Urtok looked down at his hairless, pale , smooth-skinned body. He was a fairly handsome creature in this state by general human standards. He was tall, broad, muscular but by bugbear standards? Puny, hairless, UNSIGHTLY! He screamed like a terrified school-girl, "My HAIR! " He felt his face desperately...feeling the small, pathetic patch of man-scruff that fiercely guarded his square jaw. He opened his mouth, felt his teeth. No fangs! What replaced them were sad, flat little man teeth! He felt the luxurious dark mane on his head, but it wasn't quite as impressive as what he'd once had! And he had no horns either! This hair was smooth and thick by human standards but quite thin and sad by his! He felt his small, rounded ears and nose.

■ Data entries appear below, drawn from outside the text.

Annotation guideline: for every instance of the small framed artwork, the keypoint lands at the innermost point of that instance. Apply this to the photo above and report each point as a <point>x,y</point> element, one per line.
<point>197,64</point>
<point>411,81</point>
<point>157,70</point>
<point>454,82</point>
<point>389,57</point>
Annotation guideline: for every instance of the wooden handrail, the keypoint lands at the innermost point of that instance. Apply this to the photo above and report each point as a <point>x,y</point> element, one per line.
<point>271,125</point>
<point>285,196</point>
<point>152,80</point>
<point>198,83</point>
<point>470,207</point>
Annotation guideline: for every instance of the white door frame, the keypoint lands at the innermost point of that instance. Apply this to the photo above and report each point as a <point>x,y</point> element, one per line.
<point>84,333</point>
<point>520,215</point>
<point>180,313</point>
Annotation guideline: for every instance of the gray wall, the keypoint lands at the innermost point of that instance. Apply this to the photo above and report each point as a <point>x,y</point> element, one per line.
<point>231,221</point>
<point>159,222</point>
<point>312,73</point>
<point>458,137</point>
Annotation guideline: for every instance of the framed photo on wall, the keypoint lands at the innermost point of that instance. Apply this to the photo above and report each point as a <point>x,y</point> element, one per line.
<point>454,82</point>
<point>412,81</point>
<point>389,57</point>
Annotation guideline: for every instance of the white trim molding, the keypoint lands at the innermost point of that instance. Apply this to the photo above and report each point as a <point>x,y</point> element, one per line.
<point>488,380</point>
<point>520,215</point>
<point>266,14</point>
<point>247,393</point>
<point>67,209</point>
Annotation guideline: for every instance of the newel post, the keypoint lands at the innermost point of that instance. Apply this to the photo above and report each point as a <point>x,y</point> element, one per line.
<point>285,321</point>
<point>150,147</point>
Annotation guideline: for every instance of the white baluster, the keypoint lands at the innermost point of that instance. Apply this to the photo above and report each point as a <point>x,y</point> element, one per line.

"No, no, no! All wrong! This is SO not awesome! This is...disastrous! Horrifying! I can't believe this!Those creepy old hags STOLE my HAIR!"
He was so upset that he was completely ignoring Averella even as she was being stolen away by Ethel.

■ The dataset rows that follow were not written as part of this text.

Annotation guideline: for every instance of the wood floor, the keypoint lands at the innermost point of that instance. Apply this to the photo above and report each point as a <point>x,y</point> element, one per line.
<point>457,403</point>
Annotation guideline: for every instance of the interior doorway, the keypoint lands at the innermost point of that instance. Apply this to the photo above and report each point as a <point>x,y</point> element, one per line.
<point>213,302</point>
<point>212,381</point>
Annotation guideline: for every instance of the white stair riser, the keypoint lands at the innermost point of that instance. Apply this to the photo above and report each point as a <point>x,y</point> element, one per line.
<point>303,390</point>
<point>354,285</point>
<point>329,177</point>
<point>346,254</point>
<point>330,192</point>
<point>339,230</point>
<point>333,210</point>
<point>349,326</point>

He went on raving about how UNAWESOME his situation was until he noticed how quiet it was and looked up, "Sorceress? " He blinked and looked around the ruined shop. Aside from a rat that scurried across his path, he was alone. "Great! She was probably scared of my hideous transformation and ran away. NOW what will I do?!"
He growled and , quite foolishly, yanked the two arrows from his posterior.

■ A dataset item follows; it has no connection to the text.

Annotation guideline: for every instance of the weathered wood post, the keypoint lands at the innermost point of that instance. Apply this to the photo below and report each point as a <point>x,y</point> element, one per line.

And screamed like a little girl again, baby-man tears streaming down his face.
It was so not awesome.
He then, curiously, made his way over to Addison's desk and went through her things. "Maybe there's a cure here somewhere for this disease I have..." He muttered to himself, grabbing random bottles and glaring at the labels hopelessly. "It's no use! " He moaned dramatically and threw a potion at one of the cheese wheels which simultaneously burst into flames upon impact. "I can't read any of this without her! How will I know which one will make me awesome again!?"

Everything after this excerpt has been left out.